O querer respostas exige não negar a realidade. Logo é preciso partir a discussão da evidência de que há crescimento da atividade particular, na proteção da incolumidade das pessoas e do patrimônio. Não obstante, este seja dever primordial do Estado (art. 144, da Constituição República)
Aliás, também, cabe à Administração Pública fiscalizar a prestação de serviços na área de vigilância, em razão dos possíveis riscos ao bem-estar da população (Lei nº 7.102/83). Entretanto, quando se observa que grande parte desses seguranças são policiais - em horário de folga, trabalhando sem registro, de forma clandestina - a inércia estatal escancara-se.
Vive-se nesse serviço em absoluta ilegalidade. Os contratantes descumprem a lei, os contratados cometem infrações disciplinares, o governo furta-se da tarefa de vigiar e reprimir o setor.
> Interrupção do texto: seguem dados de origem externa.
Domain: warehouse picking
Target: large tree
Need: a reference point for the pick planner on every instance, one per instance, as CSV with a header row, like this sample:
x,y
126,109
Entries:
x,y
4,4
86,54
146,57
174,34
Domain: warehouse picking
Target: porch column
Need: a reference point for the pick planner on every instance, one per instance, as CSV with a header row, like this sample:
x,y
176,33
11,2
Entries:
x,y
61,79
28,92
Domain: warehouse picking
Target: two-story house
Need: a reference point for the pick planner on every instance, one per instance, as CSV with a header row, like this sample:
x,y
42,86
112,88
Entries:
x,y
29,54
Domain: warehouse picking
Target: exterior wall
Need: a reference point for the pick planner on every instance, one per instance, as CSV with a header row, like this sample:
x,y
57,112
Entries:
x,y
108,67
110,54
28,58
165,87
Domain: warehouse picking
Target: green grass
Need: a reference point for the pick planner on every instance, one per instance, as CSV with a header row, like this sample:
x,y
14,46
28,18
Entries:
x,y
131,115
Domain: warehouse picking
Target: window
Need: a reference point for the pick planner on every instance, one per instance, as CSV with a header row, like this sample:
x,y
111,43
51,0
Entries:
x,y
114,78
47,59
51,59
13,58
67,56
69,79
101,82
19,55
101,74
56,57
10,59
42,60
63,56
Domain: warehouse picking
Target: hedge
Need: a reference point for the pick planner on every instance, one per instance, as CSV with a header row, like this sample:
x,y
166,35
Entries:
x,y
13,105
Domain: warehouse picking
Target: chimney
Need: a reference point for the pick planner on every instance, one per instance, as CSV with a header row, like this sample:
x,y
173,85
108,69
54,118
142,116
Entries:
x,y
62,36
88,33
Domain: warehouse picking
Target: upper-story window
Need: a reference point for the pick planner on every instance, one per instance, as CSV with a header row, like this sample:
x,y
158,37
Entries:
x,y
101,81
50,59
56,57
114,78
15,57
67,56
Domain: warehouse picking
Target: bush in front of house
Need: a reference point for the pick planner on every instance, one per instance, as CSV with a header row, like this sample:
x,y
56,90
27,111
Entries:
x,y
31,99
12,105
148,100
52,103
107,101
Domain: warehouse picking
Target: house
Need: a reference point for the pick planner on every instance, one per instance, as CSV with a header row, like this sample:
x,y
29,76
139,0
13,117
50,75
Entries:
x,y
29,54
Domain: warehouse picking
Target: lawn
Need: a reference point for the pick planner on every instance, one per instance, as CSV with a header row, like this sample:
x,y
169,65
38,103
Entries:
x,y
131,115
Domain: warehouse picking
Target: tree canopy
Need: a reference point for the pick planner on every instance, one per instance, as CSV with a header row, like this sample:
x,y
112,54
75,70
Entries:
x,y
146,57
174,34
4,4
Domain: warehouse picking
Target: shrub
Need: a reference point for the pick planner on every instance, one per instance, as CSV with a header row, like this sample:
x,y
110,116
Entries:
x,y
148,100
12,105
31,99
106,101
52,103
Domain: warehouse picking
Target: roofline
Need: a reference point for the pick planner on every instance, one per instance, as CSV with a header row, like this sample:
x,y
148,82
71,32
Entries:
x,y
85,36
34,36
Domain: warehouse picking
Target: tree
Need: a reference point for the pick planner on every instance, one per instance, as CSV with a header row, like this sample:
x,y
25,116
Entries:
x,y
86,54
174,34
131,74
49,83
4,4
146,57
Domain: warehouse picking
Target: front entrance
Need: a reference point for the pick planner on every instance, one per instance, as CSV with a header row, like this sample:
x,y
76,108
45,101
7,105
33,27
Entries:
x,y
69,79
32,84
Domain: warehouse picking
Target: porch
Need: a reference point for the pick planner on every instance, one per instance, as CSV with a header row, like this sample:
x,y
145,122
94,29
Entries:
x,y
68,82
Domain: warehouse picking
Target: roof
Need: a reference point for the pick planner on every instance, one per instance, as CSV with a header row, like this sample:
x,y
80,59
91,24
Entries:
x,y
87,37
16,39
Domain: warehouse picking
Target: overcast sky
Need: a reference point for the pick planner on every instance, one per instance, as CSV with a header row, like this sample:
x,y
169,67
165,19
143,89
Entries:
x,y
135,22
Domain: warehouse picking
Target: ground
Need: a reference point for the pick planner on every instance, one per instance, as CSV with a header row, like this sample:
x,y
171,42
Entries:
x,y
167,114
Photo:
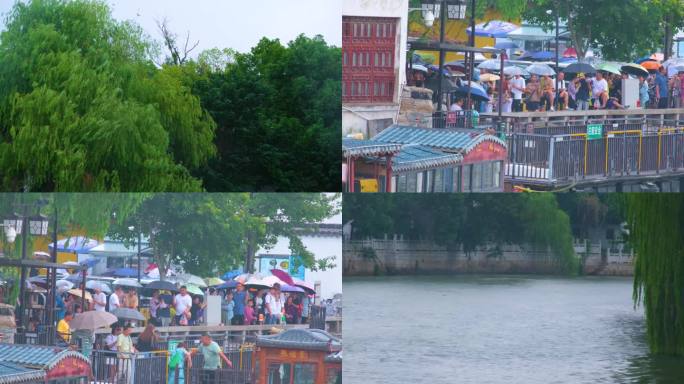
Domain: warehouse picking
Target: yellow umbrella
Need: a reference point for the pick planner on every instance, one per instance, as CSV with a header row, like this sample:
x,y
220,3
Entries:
x,y
78,292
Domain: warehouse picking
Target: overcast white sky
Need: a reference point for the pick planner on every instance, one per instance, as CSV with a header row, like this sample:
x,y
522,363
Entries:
x,y
233,24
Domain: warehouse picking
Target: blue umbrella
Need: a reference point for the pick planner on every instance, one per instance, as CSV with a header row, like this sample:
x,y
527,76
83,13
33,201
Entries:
x,y
125,272
494,28
506,45
543,55
230,275
475,93
228,284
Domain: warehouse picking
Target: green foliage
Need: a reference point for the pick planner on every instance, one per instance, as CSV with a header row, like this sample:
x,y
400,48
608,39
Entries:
x,y
605,24
82,107
656,222
456,220
277,110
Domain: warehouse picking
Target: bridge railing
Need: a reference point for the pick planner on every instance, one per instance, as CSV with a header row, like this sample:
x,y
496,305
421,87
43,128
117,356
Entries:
x,y
618,153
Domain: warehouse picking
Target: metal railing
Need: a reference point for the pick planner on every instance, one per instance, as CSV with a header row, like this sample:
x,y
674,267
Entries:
x,y
617,153
110,367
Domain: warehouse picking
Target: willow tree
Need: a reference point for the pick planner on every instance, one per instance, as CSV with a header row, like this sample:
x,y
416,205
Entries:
x,y
84,108
657,224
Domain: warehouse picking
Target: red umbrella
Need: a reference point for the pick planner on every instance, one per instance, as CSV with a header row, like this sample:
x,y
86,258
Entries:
x,y
282,275
570,52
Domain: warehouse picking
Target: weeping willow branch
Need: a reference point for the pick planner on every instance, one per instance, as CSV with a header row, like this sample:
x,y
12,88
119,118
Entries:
x,y
656,225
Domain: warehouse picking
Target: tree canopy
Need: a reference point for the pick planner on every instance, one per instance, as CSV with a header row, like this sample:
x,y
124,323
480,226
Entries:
x,y
84,106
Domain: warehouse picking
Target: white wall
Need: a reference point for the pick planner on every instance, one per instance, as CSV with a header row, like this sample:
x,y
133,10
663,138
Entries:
x,y
331,279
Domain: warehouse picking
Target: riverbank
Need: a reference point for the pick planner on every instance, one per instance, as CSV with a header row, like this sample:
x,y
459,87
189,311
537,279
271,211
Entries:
x,y
498,329
399,257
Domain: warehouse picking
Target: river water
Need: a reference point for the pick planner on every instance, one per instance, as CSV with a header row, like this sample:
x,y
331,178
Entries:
x,y
497,329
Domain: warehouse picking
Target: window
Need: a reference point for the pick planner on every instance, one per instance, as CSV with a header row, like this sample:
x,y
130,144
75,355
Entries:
x,y
333,376
467,170
401,184
411,182
439,180
304,374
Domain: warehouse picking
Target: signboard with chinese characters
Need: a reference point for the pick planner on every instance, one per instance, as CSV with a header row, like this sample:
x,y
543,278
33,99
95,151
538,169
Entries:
x,y
594,131
287,263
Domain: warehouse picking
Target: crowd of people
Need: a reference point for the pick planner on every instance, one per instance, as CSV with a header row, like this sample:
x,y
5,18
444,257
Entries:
x,y
577,91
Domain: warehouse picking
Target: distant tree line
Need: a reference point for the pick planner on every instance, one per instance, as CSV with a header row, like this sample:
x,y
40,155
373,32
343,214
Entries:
x,y
87,105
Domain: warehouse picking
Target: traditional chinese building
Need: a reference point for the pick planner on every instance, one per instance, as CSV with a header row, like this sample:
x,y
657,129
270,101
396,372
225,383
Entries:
x,y
299,356
373,63
42,364
477,167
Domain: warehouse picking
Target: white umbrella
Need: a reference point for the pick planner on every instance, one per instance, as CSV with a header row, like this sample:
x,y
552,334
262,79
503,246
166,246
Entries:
x,y
418,67
492,64
64,284
92,284
188,278
540,70
127,283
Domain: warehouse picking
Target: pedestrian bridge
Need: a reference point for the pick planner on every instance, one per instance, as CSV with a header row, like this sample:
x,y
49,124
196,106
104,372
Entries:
x,y
611,151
Todos, enfim, desconversam, ao se perquirir a respeito do eventual perigo na existência de "mercenários da segurança", hoje, em número maior do que as Polícias somadas.
Em verdade, pouco se faz em prol da paz pública, em consequência da conhecida improvisação à brasileira ou de interesses escusos, voltados à mal intencionada "privatização" da segurança.
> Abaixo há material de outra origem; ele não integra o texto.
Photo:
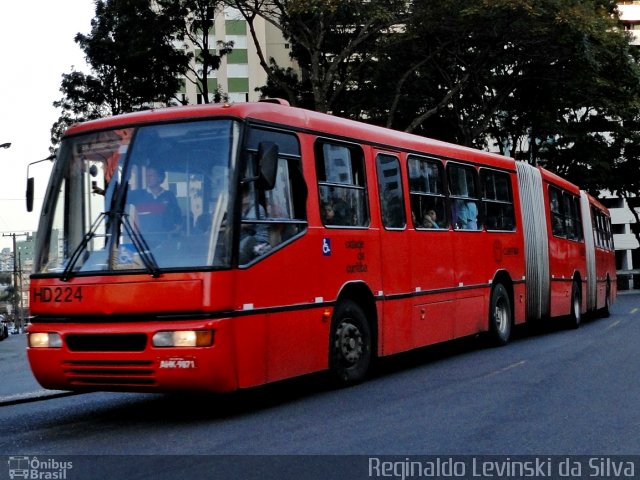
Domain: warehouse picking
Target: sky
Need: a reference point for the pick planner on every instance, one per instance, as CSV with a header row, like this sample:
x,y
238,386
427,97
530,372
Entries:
x,y
36,48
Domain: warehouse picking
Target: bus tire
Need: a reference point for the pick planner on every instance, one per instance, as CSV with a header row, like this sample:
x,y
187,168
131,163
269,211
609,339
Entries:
x,y
350,344
500,316
575,316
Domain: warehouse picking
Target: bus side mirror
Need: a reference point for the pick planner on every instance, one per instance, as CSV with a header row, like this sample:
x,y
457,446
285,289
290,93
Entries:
x,y
30,186
267,164
30,182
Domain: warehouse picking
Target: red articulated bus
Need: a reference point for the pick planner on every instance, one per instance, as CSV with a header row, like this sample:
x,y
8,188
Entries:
x,y
217,247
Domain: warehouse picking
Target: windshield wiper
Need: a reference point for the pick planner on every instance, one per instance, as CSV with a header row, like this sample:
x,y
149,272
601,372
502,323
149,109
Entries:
x,y
141,247
80,249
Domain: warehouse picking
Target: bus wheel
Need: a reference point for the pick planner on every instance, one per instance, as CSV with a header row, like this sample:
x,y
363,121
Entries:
x,y
349,343
575,317
499,316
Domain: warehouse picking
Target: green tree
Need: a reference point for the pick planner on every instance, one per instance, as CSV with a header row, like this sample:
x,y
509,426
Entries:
x,y
133,62
332,43
195,21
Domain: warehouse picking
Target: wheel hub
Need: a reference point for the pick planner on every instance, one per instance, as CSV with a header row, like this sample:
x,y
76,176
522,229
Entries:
x,y
349,342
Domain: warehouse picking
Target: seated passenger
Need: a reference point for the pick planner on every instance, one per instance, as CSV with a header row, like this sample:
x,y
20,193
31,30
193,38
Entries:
x,y
157,210
430,219
254,237
467,215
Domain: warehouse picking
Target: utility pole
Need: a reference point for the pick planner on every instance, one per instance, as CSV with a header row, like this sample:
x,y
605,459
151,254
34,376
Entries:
x,y
18,318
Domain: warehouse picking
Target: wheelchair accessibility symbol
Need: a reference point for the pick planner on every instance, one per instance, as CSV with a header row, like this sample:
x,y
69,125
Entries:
x,y
326,247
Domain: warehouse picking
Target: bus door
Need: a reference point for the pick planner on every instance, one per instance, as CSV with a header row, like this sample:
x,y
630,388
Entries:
x,y
396,255
430,251
472,250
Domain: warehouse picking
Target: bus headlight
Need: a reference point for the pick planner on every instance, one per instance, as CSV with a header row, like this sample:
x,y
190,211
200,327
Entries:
x,y
45,340
184,338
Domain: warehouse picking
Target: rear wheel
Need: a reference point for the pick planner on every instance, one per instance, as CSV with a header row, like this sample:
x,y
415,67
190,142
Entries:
x,y
575,317
500,316
350,344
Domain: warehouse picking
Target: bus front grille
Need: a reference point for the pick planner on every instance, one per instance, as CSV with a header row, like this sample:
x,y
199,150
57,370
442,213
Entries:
x,y
129,342
110,372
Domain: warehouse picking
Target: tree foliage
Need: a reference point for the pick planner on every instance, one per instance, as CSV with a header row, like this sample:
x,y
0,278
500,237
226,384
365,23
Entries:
x,y
133,62
195,24
332,42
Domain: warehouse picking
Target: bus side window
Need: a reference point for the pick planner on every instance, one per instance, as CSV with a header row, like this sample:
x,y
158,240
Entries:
x,y
463,186
497,200
556,207
281,211
341,184
428,205
390,191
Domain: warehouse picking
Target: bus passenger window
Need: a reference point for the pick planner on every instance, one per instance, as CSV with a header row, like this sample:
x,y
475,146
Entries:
x,y
428,203
464,194
390,191
271,217
555,205
497,200
341,185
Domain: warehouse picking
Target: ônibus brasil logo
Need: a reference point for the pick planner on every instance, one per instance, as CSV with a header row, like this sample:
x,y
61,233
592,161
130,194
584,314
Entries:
x,y
38,469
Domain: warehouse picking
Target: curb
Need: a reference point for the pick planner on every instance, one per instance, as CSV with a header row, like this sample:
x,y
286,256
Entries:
x,y
34,397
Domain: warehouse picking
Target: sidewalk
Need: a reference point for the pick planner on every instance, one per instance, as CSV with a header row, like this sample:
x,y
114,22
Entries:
x,y
18,384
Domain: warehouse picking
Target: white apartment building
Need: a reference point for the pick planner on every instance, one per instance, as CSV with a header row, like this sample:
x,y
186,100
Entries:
x,y
630,15
240,72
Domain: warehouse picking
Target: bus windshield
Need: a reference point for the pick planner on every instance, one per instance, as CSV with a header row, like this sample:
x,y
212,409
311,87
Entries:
x,y
141,198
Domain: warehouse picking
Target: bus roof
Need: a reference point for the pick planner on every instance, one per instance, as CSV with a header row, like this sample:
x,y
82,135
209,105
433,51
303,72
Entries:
x,y
300,119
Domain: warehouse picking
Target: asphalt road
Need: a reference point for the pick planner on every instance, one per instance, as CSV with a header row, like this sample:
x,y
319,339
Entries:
x,y
549,392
O Executivo, ao invés de apresentar projetos de lei, supostas panaceias para a questão da criminalidade, deveria cumprir a incumbência legal, pondo fim aos desvios das guardas particulares.
Assim, fatos como o lembrado seriam evitados e cada um de nós poderia caminhar tranquilo, sem medo da guerrilha urbana, fomentada pela face preguiçosa e irresponsável do Estado brasileiro.